编写正则表达式来从Java中的文本中扩展单词

时间:2022-10-14 21:45:55

I writing a program in Java using regex ,i have many structure for the sentence Given string; "book 'learning java' for doctor ahmed mohamed ". or" the best title: learning java for ahmed mohamed ", and so on ...,

我使用正则表达式用Java编写程序,我有很多结构用于句子给定字符串; “书'学习java'为医生艾哈迈德·*”。
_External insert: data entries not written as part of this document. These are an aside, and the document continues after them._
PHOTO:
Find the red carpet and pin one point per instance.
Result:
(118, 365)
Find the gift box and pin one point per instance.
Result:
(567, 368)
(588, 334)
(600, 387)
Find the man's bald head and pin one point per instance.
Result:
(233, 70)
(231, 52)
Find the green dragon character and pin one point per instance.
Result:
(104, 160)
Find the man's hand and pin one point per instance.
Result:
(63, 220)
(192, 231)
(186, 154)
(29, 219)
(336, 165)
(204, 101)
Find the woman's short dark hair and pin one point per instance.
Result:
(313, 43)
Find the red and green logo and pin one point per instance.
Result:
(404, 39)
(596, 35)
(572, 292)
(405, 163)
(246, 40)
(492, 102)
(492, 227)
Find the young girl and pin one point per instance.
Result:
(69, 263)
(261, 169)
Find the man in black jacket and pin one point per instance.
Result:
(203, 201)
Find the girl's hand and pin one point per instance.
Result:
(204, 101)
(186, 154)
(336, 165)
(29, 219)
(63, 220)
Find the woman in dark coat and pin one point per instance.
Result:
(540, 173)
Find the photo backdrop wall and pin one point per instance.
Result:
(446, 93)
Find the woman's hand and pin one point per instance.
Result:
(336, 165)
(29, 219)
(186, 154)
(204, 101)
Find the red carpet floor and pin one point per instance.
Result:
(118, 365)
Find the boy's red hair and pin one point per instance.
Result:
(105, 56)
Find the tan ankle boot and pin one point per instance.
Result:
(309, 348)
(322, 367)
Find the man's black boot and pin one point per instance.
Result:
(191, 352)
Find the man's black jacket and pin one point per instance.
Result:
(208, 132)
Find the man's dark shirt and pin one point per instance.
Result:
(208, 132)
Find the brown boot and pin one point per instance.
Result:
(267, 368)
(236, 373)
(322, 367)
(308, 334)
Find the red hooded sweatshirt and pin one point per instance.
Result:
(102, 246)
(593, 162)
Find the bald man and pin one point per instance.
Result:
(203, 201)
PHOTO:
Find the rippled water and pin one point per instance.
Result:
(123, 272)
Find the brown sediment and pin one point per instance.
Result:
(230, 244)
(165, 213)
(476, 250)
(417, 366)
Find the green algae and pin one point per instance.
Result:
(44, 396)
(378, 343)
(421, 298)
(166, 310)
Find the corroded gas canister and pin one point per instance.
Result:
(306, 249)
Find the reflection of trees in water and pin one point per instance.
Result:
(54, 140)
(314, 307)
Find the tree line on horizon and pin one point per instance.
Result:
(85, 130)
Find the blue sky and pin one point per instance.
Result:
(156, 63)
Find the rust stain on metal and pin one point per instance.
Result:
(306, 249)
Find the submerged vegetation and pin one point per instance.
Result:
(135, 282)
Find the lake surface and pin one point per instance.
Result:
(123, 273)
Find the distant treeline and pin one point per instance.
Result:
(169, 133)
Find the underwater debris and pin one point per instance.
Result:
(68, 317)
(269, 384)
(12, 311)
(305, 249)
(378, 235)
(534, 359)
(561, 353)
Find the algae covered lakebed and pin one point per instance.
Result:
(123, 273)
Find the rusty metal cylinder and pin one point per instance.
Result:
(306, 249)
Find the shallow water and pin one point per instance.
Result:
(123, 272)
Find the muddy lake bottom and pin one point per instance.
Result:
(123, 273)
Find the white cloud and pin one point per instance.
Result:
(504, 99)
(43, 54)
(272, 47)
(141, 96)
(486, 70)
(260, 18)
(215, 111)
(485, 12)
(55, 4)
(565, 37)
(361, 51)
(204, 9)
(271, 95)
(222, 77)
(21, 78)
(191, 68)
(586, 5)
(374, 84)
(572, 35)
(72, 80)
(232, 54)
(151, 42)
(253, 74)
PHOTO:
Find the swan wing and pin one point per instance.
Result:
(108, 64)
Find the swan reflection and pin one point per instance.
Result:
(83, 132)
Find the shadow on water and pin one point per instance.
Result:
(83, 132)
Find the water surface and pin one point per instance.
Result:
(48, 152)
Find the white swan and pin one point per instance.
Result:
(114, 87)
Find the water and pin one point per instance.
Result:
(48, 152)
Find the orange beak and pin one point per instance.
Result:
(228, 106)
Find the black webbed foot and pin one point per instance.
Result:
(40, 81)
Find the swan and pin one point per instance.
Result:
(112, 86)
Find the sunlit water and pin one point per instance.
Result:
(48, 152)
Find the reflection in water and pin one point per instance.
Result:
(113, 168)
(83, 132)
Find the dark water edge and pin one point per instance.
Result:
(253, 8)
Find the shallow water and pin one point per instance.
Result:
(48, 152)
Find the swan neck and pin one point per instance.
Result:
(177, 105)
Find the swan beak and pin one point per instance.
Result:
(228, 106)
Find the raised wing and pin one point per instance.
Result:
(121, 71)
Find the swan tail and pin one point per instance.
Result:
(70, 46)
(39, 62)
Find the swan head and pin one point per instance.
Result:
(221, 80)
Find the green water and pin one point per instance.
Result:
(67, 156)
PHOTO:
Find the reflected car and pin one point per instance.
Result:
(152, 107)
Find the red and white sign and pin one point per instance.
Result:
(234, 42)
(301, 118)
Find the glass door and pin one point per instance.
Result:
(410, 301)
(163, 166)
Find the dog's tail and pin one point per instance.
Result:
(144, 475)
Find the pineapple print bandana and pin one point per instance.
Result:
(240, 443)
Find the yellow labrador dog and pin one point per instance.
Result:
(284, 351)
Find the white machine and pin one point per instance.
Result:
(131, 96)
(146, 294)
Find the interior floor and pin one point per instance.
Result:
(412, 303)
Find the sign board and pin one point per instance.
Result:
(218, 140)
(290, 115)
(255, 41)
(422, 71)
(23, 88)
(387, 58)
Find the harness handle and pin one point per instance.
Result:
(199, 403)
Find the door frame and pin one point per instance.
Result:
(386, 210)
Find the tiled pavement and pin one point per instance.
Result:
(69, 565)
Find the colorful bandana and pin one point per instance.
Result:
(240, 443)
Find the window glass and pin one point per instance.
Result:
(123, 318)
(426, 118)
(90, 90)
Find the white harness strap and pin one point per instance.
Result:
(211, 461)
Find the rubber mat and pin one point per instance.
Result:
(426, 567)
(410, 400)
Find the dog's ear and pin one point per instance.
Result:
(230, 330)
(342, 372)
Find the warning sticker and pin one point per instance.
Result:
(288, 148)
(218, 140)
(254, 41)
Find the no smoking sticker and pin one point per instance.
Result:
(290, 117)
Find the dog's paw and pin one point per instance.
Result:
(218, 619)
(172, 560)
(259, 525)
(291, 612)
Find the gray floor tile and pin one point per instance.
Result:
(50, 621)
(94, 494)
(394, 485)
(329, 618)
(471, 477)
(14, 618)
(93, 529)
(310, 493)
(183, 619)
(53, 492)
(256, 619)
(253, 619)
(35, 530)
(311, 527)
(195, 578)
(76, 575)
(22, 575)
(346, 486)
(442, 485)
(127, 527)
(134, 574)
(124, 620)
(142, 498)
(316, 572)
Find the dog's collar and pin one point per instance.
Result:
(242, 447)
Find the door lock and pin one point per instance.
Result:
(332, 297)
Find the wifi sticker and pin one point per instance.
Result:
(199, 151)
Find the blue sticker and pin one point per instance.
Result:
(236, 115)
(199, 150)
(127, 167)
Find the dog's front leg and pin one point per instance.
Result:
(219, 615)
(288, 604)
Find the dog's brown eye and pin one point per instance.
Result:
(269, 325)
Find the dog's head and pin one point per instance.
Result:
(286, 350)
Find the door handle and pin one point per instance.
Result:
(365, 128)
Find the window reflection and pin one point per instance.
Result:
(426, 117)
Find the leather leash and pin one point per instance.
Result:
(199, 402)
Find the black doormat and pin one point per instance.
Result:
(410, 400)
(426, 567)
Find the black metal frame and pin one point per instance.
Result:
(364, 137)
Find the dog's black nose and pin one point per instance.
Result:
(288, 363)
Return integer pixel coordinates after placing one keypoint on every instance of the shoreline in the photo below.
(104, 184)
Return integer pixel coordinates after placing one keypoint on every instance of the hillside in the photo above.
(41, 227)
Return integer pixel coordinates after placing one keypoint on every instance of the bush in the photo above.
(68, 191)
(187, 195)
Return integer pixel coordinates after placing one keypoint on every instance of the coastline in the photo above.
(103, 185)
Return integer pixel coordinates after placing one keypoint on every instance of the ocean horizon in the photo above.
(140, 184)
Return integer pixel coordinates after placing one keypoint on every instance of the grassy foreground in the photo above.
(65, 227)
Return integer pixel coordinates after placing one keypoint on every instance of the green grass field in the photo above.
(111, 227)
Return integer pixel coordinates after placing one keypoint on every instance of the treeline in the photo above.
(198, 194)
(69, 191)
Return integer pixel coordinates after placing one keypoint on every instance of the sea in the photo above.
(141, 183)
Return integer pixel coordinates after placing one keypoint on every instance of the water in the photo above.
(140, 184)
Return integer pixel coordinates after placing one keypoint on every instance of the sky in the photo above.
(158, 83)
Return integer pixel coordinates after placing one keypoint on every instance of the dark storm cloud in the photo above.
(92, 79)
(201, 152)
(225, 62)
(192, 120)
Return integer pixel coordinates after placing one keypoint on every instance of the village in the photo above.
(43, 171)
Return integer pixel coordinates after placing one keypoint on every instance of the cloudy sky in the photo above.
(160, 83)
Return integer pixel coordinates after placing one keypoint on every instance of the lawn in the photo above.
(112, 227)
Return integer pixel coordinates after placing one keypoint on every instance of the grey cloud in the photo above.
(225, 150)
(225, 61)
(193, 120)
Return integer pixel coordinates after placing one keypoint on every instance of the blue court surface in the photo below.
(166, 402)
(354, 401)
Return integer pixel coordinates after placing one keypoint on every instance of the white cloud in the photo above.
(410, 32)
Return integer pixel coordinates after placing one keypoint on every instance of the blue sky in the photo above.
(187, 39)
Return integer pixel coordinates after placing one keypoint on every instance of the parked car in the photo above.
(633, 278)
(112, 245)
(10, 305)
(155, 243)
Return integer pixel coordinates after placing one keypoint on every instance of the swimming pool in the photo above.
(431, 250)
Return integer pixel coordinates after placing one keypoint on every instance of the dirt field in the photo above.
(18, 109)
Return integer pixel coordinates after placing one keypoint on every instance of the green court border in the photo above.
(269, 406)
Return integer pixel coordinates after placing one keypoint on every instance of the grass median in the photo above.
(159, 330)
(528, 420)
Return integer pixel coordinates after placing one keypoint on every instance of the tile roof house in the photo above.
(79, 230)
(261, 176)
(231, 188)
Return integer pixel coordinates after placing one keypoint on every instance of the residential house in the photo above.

或“最好的头衔:为艾哈迈德*学习java”等等......

meaning that:

(book) may be [the book or text: or (text)].

(书)可以是[书或文字:或(文本)]。

(for doctor ) may be [ for author or for or by for doctor].

(对于医生)可能[为作者或为医生或为医生]。

the output:

I want to extract any words after (book) and before (for doctor ) and named it Title. And extract any words after (for doctor ) and named it Author.

我想在(书)和之前(为医生)提取任何单词并将其命名为Title。并在(医生)之后提取任何单词并将其命名为Author。

String inputtext =  "book 'learning java' for doctor  ahmed mohamed";

    Pattern p = Pattern.compile("(?<=(book| the book| \\( . \\)|\\:)) .*? (?=(for doctor| for| for author))");

    Matcher m = p.matcher(inputtext);


        if (m.matches()) {
        String author = m.group(1).trim();
        String bookTitle = m.group(2).trim();

        System.out.println("Title is : " + author);
        System.out.println("Author is : " + bookTitle);

1 个解决方案

#1


0  

I'll try and provide a hint, but since I can't read your expression I just can guess.

我会尝试提供一个提示,但由于我无法阅读你的表达,我只能猜到。

So your expression is this:

所以你的表达是这样的:

(?<=(للدكتورة|للعلامه|للشيخ|للكاتب |للكاتبه|للامام|للاستاذ|للقاضى|للدكتور|ل ))\s[^\s]+\s[^\s]+

In a break down it would look like this:

在细分中它看起来像这样:

  • positive look behind for (?<=(للدكتورة|للعلامه|للشيخ|للكاتب |للكاتبه|للامام|للاستاذ|للقاضى|للدكتور|ل ))
  • 积极寻找背后(?<=(للدكتورة|للعلامه|للشيخ|للكاتب|للكاتبه|للامام|للاستاذ|للقاضى|للدكتور|ل))

  • a whitespace character followed by some word
  • 一个空白字符后跟一些单词

  • a whitespace character followed by some word
  • 一个空白字符后跟一些单词

Basically the match would then be any sequence that contains 2 whitespace - word combinations and is preceeded by any of the words in your match.

基本上匹配将是包含2个空格 - 单词组合的任何序列,并且在匹配中的任何单词之前。

This seems to be your actual problem, as you stated:

这似乎是你的实际问题,正如你所说:

this expression give me only 2 word

这个表达只给我2个字

A possible solution would be to match more than 2 words and maybe even more that one whitespace. So after your look behind, try this: (?>\s+[^\s]+)+ instead of \s[^\s]+\s[^\s]+. This part should match any sequence of whitespace followed by non-whitespace, e.g. (in english letters) it would match aaa bbb as well as aaa bbb ccc ddd (HTML won't display multiple whitespace here, but imagine the gaps where larger than just one space).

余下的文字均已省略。